Reduced Memory Usage: By storing fewer intermediate activations, you can significantly reduce memory consumption, allowing you to train larger models.
Ability to Train Larger Models: With less memory required for activations, you can train models with more parameters (e.g., 7B+ parameter models) on hardware with limited memory.
Supports Larger Batch Sizes: Reduced memory usage allows for larger batch sizes, which can speed up training and improve model convergence.

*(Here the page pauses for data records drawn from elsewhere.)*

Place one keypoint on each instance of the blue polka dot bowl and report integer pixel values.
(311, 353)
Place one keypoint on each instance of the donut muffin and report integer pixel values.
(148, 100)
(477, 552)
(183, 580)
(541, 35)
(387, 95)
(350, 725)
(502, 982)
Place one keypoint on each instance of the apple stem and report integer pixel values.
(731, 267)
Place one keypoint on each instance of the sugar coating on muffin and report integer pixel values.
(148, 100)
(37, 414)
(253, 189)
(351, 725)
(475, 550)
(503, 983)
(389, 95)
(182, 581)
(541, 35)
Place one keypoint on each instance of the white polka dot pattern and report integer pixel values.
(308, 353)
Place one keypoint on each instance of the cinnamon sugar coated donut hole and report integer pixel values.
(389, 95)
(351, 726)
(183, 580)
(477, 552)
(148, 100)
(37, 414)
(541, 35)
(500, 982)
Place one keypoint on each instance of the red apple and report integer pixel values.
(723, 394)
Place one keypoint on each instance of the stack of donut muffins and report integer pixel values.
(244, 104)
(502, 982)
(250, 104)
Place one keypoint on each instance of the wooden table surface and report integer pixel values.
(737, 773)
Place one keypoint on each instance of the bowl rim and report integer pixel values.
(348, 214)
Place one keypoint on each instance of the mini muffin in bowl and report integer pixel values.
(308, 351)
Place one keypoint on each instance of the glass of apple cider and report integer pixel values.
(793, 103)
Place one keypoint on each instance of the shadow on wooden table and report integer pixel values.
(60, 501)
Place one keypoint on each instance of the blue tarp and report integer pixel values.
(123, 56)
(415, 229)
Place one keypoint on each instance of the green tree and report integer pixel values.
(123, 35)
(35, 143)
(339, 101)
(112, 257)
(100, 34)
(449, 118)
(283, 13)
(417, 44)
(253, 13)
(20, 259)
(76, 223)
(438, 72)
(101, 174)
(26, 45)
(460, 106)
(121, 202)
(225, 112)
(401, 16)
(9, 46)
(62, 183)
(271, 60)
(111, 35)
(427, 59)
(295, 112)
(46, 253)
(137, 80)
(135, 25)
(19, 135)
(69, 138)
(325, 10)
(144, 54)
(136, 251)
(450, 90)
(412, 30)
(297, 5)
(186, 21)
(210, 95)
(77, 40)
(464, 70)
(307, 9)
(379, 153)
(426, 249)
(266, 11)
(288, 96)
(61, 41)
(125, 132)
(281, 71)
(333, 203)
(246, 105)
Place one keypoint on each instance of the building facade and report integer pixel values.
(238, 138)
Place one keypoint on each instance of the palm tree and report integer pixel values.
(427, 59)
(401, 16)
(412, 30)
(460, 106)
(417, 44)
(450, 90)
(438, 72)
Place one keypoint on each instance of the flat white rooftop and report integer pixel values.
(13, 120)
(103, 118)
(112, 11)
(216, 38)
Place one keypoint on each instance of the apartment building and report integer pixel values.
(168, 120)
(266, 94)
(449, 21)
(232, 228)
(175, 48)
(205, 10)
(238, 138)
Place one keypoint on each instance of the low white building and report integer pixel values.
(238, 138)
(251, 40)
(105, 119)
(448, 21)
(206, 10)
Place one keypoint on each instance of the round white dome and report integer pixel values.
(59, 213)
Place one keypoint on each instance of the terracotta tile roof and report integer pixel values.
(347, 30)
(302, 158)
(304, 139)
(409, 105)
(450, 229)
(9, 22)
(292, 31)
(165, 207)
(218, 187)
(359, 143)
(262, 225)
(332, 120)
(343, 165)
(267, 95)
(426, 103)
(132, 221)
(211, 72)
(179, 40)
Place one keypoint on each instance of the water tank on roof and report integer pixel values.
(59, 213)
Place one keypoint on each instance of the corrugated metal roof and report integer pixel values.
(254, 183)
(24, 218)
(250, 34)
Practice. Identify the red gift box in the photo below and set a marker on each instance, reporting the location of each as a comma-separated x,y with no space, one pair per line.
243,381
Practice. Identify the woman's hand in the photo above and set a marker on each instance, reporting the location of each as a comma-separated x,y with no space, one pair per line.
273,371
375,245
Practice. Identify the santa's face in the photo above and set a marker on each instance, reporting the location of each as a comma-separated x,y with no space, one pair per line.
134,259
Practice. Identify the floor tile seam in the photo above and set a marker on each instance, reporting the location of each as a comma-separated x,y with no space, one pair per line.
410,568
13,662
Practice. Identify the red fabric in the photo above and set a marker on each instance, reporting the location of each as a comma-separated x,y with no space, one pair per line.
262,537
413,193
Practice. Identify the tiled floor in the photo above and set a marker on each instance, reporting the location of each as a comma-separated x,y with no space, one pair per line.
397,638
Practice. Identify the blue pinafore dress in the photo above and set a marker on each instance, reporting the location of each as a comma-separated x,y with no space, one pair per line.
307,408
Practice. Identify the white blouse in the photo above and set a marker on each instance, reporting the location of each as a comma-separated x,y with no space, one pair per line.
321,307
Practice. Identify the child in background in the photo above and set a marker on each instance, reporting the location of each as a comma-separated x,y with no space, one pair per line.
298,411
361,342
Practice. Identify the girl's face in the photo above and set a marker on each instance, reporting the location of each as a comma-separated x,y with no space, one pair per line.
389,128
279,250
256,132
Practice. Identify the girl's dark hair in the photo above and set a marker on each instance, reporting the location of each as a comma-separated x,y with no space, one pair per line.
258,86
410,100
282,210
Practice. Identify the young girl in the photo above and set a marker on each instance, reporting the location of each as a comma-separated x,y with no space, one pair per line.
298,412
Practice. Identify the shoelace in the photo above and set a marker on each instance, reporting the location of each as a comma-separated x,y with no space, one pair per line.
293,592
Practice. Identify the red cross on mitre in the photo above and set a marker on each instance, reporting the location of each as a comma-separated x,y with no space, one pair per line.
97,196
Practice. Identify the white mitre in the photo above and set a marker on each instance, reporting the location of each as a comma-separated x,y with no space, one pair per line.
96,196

Disadvantages of Gradient Checkpointing

Increased Computational Overhead: Since activations are recomputed during the backward pass, this adds extra computation time, slowing down training.
Increased Training Time: The additional computation required for recomputing activations can significantly extend the overall training time.
Increased Complexity: While gradient checkpointing can save memory, it adds complexity to memory management during training, which could potentially lead to difficulties when debugging or fine-tuning.

Summary

Gradient checkpointing is a powerful technique that DeepSpeed offers for reducing memory usage, enabling the training of large models that would otherwise exceed GPU memory limits. However, it introduces additional computational costs due to the need to recompute activations during backpropagation. This trade-off makes gradient checkpointing particularly useful when working with very large models, allowing for a more memory-efficient training process.

By enabling gradient_checkpointing in your DeepSpeed configuration, you can achieve better memory efficiency, enabling the training of larger models on GPUs with limited memory.